US News

PATERSON: I’M STAYING RIGHT HERE

ALBANY – Gov. Paterson will not appoint himself New York’s new senator if Hillary Rodham Clinton becomes Barack Obama’s secretary of state, The Post has learned.

Paterson told friends over the weekend that he wants to remain as governor, despite the state’s worsening financial situation and a recalcitrant Legislature, and plans to seek election in 2010 to the job he took over in March when Gov. Eliot Spitzer resigned in disgrace.

“The governor has a sense that he has been chosen to help out the state at a time of crisis and doesn’t want be seen as running away from the problem,” said one longtime Paterson acquaintance.

State law gives the governor the sole right to fill Senate vacancies. Insiders familiar with the governor’s thinking say that if Sen.
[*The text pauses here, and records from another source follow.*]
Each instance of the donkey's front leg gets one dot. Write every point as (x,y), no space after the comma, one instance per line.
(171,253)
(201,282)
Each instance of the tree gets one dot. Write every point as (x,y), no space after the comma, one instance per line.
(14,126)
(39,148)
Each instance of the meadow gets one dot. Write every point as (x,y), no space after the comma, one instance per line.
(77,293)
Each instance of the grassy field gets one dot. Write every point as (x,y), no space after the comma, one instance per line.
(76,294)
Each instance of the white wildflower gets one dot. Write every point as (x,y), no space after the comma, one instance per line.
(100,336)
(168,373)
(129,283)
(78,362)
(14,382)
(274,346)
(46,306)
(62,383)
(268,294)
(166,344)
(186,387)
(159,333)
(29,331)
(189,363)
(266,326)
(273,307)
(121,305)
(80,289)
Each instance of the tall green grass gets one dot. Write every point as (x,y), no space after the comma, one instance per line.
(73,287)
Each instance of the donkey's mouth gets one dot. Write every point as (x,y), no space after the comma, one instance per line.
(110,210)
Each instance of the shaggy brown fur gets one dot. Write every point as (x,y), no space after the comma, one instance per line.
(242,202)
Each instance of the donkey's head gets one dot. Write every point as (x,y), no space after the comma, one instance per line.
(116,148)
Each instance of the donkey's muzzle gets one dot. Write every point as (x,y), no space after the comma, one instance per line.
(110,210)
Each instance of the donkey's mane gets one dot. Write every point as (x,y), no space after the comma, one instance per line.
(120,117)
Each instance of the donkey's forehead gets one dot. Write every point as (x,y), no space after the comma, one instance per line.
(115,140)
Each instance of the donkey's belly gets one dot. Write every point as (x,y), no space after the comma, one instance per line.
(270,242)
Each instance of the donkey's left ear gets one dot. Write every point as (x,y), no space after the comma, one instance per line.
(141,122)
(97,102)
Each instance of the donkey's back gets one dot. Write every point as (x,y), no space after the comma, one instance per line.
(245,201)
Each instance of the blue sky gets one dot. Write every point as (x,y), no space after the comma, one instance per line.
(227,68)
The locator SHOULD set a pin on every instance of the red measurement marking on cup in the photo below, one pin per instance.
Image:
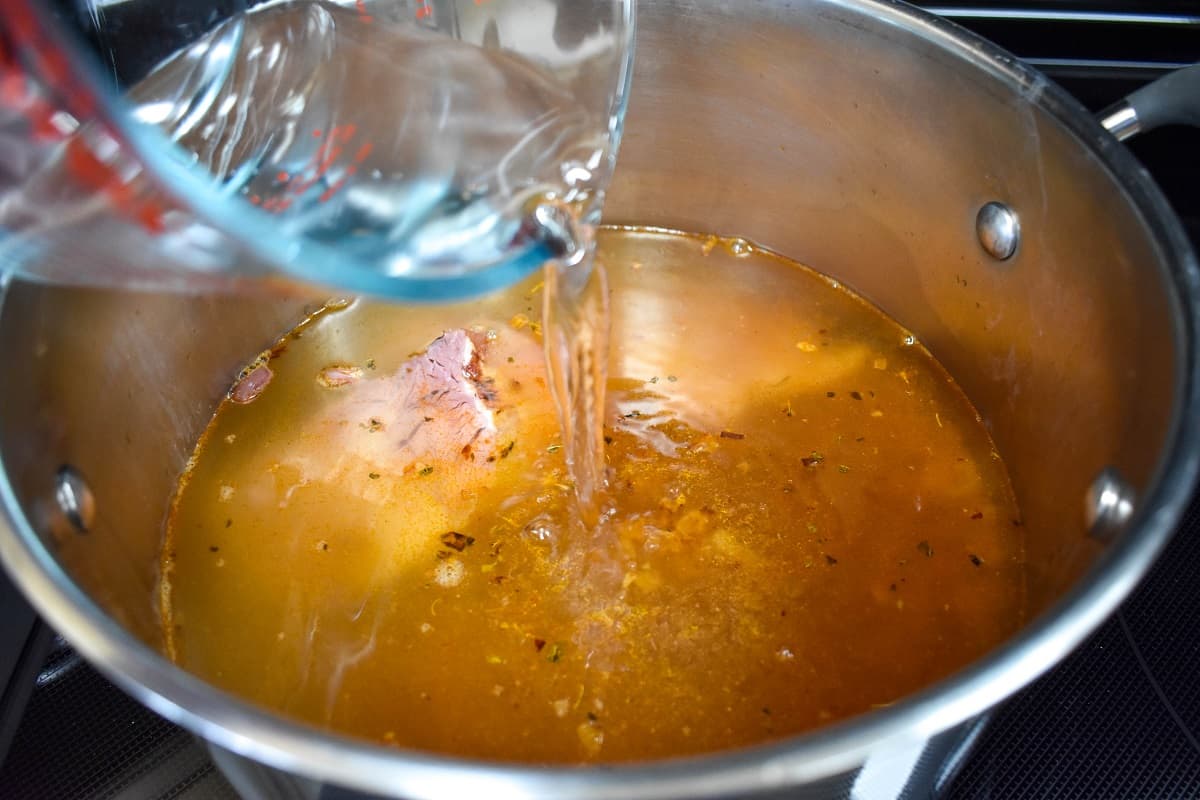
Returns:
(331, 163)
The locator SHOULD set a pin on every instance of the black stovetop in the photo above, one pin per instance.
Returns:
(1117, 719)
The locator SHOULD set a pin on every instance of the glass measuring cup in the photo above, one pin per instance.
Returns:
(415, 149)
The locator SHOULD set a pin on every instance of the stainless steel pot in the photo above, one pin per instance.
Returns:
(861, 137)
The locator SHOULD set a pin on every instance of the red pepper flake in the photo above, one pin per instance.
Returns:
(457, 541)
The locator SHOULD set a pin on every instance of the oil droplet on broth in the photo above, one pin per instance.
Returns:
(814, 531)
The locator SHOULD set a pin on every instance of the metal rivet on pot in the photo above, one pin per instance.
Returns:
(999, 230)
(75, 499)
(1109, 505)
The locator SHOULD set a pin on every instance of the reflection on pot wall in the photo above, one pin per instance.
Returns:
(869, 162)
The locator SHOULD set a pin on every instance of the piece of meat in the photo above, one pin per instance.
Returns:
(447, 404)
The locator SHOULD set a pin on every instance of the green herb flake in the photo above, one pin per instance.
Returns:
(457, 541)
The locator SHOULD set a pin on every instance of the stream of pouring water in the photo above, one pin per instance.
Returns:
(575, 326)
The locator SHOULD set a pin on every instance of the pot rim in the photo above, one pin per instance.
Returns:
(247, 731)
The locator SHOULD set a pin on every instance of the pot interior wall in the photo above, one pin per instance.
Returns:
(833, 136)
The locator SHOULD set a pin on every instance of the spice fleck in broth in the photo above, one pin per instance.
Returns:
(804, 519)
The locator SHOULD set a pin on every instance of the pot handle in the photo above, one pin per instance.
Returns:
(1171, 100)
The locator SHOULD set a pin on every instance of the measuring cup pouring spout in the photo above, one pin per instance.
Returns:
(409, 149)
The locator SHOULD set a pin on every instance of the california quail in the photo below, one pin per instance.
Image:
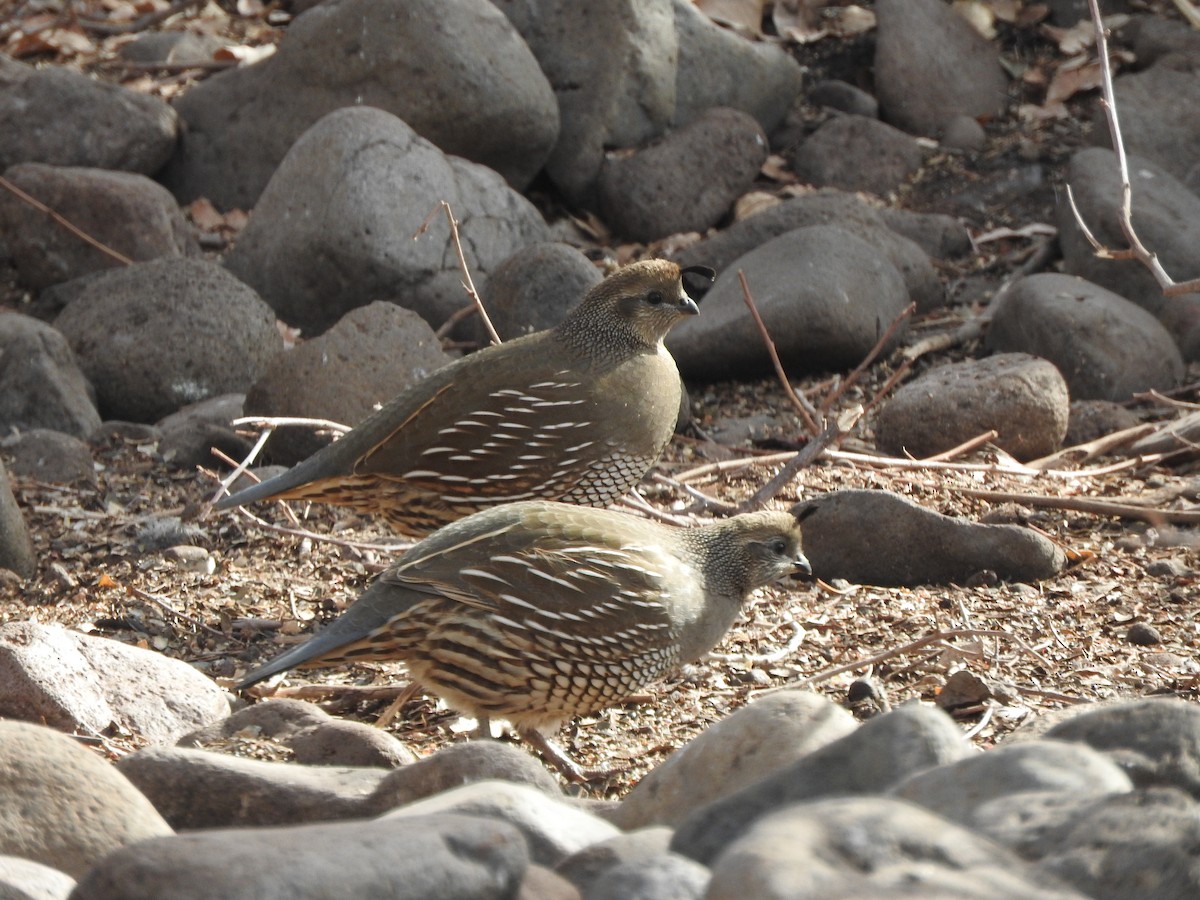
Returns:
(539, 611)
(576, 413)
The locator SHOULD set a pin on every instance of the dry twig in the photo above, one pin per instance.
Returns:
(805, 409)
(1137, 250)
(1090, 504)
(468, 285)
(63, 221)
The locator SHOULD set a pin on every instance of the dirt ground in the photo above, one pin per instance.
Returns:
(244, 587)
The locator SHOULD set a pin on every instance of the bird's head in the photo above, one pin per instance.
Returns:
(642, 301)
(754, 550)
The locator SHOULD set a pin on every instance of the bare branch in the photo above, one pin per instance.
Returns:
(803, 407)
(63, 221)
(1137, 250)
(468, 285)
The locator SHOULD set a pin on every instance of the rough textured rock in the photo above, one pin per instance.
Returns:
(822, 293)
(719, 67)
(459, 765)
(189, 436)
(63, 118)
(443, 856)
(1023, 397)
(197, 789)
(125, 211)
(853, 153)
(27, 880)
(64, 807)
(91, 684)
(587, 868)
(865, 846)
(879, 754)
(454, 70)
(16, 547)
(41, 383)
(1157, 742)
(957, 791)
(1104, 346)
(685, 180)
(667, 876)
(750, 744)
(1149, 102)
(315, 737)
(552, 827)
(959, 71)
(923, 546)
(156, 336)
(334, 228)
(51, 456)
(1140, 844)
(1168, 219)
(887, 233)
(369, 357)
(534, 289)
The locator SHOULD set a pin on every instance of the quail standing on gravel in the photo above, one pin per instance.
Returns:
(577, 413)
(540, 611)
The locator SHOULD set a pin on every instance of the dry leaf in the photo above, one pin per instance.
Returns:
(739, 15)
(204, 215)
(749, 204)
(979, 15)
(799, 21)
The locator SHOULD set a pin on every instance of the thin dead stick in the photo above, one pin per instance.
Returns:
(63, 221)
(965, 448)
(1091, 449)
(805, 409)
(1137, 250)
(358, 546)
(468, 285)
(1011, 468)
(901, 371)
(358, 691)
(724, 466)
(868, 359)
(832, 433)
(279, 421)
(216, 65)
(635, 501)
(706, 503)
(826, 675)
(239, 468)
(225, 485)
(1087, 504)
(172, 611)
(139, 24)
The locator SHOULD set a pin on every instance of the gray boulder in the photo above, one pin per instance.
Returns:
(922, 547)
(823, 294)
(156, 336)
(126, 211)
(334, 229)
(64, 118)
(1104, 346)
(454, 70)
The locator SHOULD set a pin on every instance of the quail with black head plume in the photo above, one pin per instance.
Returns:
(577, 413)
(538, 611)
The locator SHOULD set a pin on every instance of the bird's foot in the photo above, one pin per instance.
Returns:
(559, 759)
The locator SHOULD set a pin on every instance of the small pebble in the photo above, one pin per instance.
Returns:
(1143, 635)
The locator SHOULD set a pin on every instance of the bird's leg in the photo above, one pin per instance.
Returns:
(394, 708)
(558, 757)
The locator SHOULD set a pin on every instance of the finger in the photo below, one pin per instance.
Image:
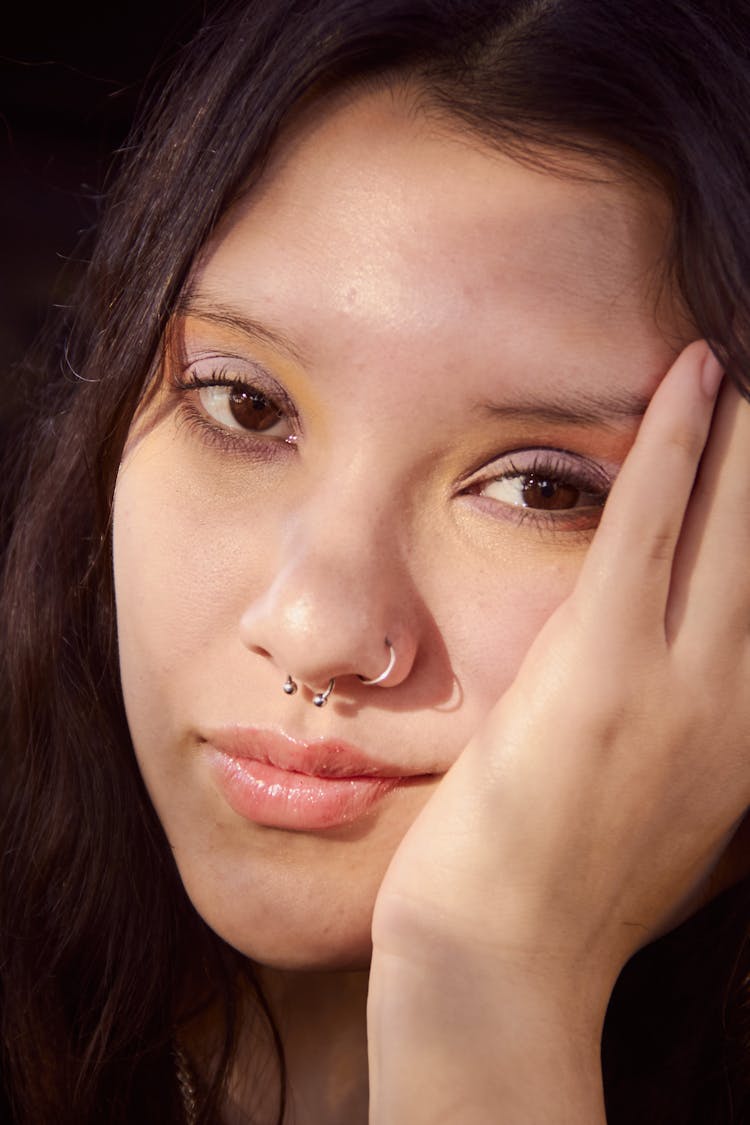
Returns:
(626, 573)
(711, 578)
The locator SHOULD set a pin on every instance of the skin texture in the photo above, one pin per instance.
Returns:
(436, 313)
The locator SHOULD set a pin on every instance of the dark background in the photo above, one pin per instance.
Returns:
(71, 79)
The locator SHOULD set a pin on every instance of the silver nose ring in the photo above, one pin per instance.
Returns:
(322, 698)
(386, 672)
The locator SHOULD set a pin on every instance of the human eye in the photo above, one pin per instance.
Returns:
(550, 487)
(235, 403)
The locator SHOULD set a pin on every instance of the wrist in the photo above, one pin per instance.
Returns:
(475, 1043)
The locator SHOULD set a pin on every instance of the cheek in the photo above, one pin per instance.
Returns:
(498, 619)
(183, 569)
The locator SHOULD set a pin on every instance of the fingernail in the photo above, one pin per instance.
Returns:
(711, 375)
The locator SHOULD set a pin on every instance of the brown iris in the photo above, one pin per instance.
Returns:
(548, 494)
(252, 410)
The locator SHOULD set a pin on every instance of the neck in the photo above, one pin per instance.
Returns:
(322, 1022)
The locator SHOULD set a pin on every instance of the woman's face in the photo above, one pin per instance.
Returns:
(410, 371)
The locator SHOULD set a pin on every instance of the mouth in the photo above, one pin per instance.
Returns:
(280, 782)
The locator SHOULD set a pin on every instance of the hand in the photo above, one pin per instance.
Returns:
(585, 816)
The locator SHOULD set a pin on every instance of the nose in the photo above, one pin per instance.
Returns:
(341, 604)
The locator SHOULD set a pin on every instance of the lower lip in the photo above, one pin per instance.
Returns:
(282, 799)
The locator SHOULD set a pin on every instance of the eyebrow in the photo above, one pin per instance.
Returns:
(207, 308)
(579, 408)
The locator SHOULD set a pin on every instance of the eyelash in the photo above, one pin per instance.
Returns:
(213, 433)
(558, 467)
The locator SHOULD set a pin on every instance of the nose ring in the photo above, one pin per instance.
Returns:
(322, 698)
(387, 672)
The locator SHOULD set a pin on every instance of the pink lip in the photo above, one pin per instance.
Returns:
(279, 782)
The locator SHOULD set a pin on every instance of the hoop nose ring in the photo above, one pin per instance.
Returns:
(386, 672)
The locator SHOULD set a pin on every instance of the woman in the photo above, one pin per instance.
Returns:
(323, 689)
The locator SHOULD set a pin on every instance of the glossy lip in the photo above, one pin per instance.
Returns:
(281, 782)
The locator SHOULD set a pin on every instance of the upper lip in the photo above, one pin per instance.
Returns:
(319, 758)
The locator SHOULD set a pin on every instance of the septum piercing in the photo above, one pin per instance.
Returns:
(322, 698)
(319, 699)
(386, 673)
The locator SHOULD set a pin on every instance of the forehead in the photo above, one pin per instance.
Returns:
(373, 210)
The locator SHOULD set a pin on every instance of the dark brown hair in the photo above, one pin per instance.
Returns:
(101, 955)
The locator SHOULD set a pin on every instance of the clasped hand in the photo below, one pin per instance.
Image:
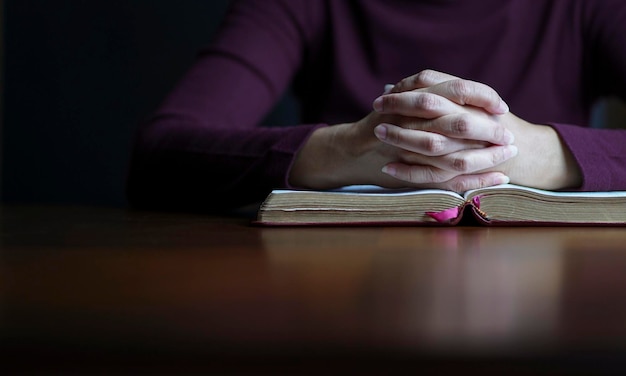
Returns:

Clinton gives up her Senate seat, he’d consider Attorney General Andrew Cuomo or a prominent Hispanic or upstate elected official, two groups not now represented in statewide office.

Sources close to Cuomo said he’s disinclined to accept the Senate appointment should it be offered, although they added that the first-term attorney general has yet to make a final decision.

Cuomo, who ran for governor in 2002 before dropping out to allow former Comptroller Carl McCall to snare the party’s nomination, remains a potential Democratic adversary to Paterson in the 2010 campaign.

Another leading contender for the seat is Rep. Nydia Velazquez, a Brooklyn Democrat. Naming Velazquez to the statewide post would allow Paterson to shore up his support with Latino and female voters.

Velazquez was the first Puerto Rican woman elected to Congress, and she has served there since 1993, representing a district that includes parts of Brooklyn, Queens and Manhattan.

Rep. José Serrano, a long-serving Democrat from The Bronx, while under consideration, may be far too left of center politically to be a viable choice to replace Clinton.

Buffalo Mayor Byron Brown, who once served alongside Paterson in the state Senate, is another name in the mix. But observers say it would be a tough choice for Paterson to name a black successor to Clinton when the governor and likely the state Senate majority leader will be African-Americans.

Other candidates are Democratic Reps. Nita Lowey, Steven Israel and Jerrold Nadler.